If I'm making a raised-panel (solid wood, not ply) door, do I need to stain the panel before assembly, so that when it moves there is not a thin line of un-stained wood?


----------



## juniorjock (Feb 3, 2008)

Yep, that's what I'd do. There will be movement, so that will make sure that the finish is right no matter what.


----------



## Alongiron (Jan 10, 2011)

yes..standard practice in my shop…always! better safe than sorry!


----------



## Cosmicsniper (Oct 2, 2009)

Always!


----------



## teejk (Jan 19, 2011)

I do that even when glue is involved…I never mastered the technique of removing glue squeeze out from a joint and doubt I ever will.


----------



## HorizontalMike (Jun 3, 2010)

Yep. All panels should be stained and finished first for reasons stated above about wood movement. I also recommend something like Space Balls for the grooves to help center the panels and to make sure you are cutting the panels with enough space/looseness for future swelling/shrinkage.


----------



## cabmaker (Sep 16, 2010)

I dont and experiance great success even factoring in panel movement. Its I guess about how you apply and what type stain,etc your applying. I have had two holidays show up in the last twenty or so years that I am aware of due to shrinkage. Not bad for 600-700 doors a year and now down to approx. 200. About 80 % of my doors are finished by me or an employee. Good luck with it ! JB


----------



## patron (Apr 2, 2009)

never have stained the panels first
the rails styles need to be done too
and run over on the panel

as cabmaker said
the stain runs into the panels
so if they do shrink
there is stain there too
(if applying with a brush)
unless you do that wiping cream stain

that way the whole door is wiped at the same time
and has an even stain


----------



## cabmaker (Sep 16, 2010)

Right on Patron !


----------



## oldnovice (Mar 7, 2009)

I do it pre-assembly because *it's easier!*


----------



## Swyftfeet (Jun 15, 2012)

Do you folks do all the finishing pre-assembly or just staining? Or do y just do all finishing on the panels?

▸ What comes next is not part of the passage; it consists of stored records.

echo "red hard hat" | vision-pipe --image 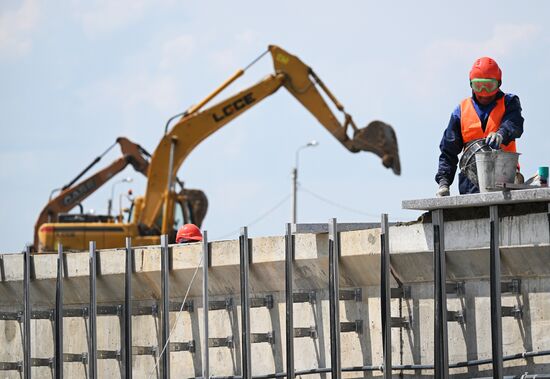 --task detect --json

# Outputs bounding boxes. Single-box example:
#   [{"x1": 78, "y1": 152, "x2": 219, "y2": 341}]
[
  {"x1": 470, "y1": 57, "x2": 502, "y2": 82},
  {"x1": 176, "y1": 224, "x2": 202, "y2": 243}
]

On my blanket chest I was considering finish the panels entirely, Sand, seal a cell, sand 3 coats of arm-a-seal,
Then do the panel glue up, sand and finish the 4 panels and the top, then glue up the 4 sides and the base, touch up what is needed… Does this sound right?

Thanks ahead of time!


----------



## Swyftfeet (Jun 15, 2012)

Do you folks do all the finishing pre-assembly or just staining? Or do y just do all finishing on the panels?

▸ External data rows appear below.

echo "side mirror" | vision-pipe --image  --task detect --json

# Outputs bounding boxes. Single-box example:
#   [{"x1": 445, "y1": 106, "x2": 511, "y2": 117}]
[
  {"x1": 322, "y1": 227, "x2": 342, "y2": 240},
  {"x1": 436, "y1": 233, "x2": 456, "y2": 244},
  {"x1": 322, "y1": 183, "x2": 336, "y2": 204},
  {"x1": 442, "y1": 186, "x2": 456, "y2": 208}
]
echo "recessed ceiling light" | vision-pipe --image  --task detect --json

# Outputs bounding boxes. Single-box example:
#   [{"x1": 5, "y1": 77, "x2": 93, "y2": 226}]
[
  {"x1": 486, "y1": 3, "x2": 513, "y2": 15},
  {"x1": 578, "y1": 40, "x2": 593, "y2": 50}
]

On my blanket chest I was considering finish the panels entirely, Sand, seal a cell, sand 3 coats of arm-a-seal,
Then do the panel glue up, sand and finish the inside of the 4 panels and the top, then glue up the 4 sides and the base, finish the outside, touching up what is needed… Does this sound right?

Thanks ahead of time!


----------



## Cosmicsniper (Oct 2, 2009)

I do just the staining on the very edges of the panels, Brian. But this is largely because I spray and can't get underneath. Stains should run enough to get inside the groove enough to cover your bases.

There shouldn't be a ton of movement of the panels anyway, even over time. It's just that the panel needs to float and not be bound down with glue. It's a precaution. Sometimes our grooves get a little deeper than we'd like because we are going faster than we should or we aren't cutting our panels to the exacting size to close up the copes (or possible miters). As Mike mentioned, one technique is to cut the panel undersized and then use "Space Balls," which are little BBs that you can wedge in the groove to act as spacers to fill up the extra space. But if you leave too much wiggle room, which isn't a bad thing, then you need to account for the shifting of the panel with your color.

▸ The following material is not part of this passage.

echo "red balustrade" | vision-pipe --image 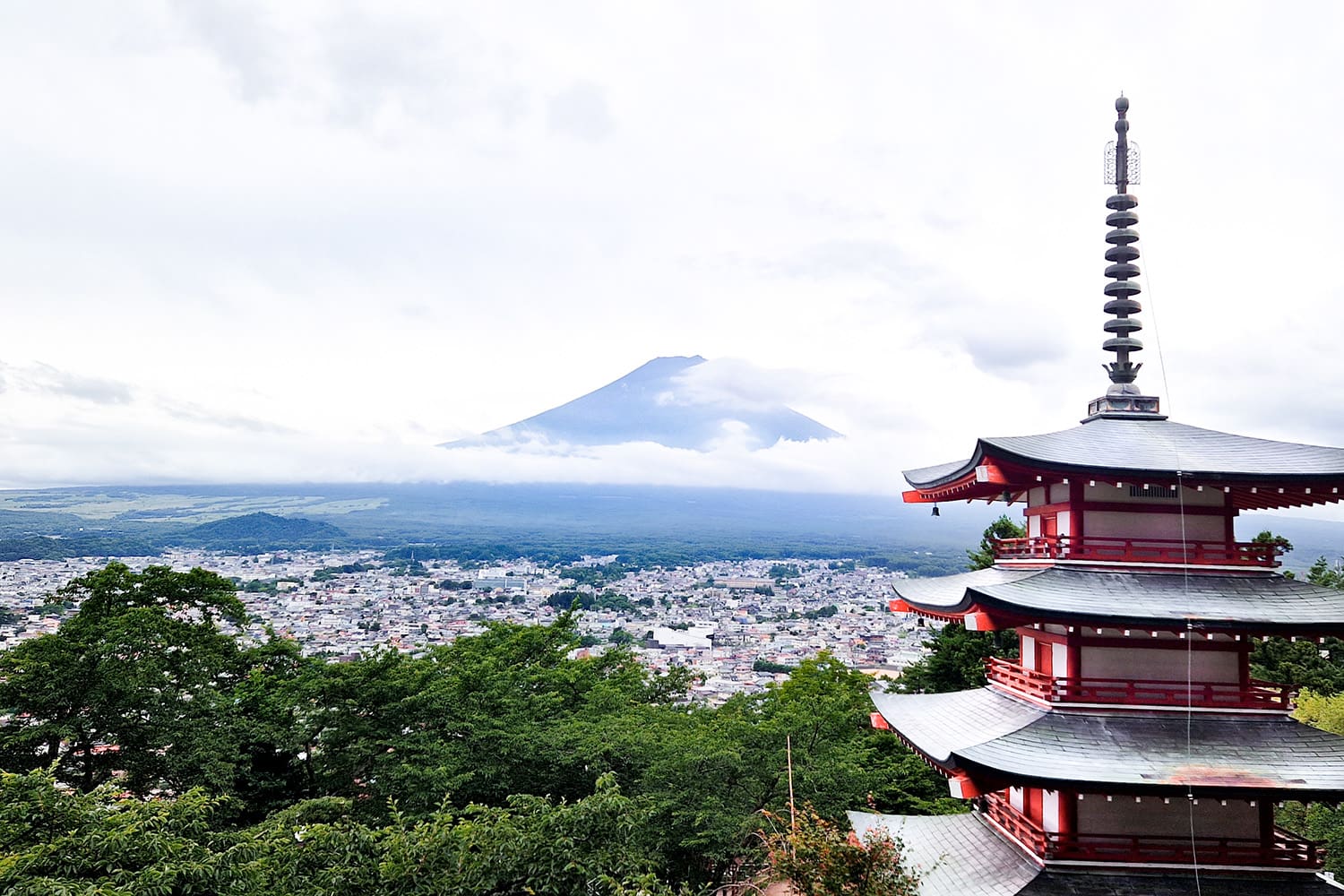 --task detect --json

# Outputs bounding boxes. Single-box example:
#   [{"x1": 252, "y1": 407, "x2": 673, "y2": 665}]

A guy like Cabmaker, with repeating, standard cabinet builds would not feel the need to take that precaution. But some hack like me who never seems to build the same cabinet door twice would appreciate the extra wiggle room.

I WILL say this, however. I built a larger pantry door recently and I got too small with my panels (4 floating instead of just one on the same door). I colored the panels' edges just fine, but because I glazed those areas darkly afterwards, I hurt myself because my glaze did not cover the gaps created by the panel movement. It happens sometimes…and it meant that I needed to fix it.


----------



## oldnovice (Mar 7, 2009)

I do as much as possible before final assembly but I make sure that glue surfaces are not stained/finished to insure good glue surfaces. But that is just my way of doing things, others may do it differently for different reasons. For me it just seem easier to get into corners where stain and/or finish may build up!


----------



## Newton (Jun 29, 2008)

Finish the panels first.


----------



## Builder_Bob (Jan 9, 2010)

I didn't paint the panels before assembly in my four door dining room cabinet.

I wish I had.

Do it!


----------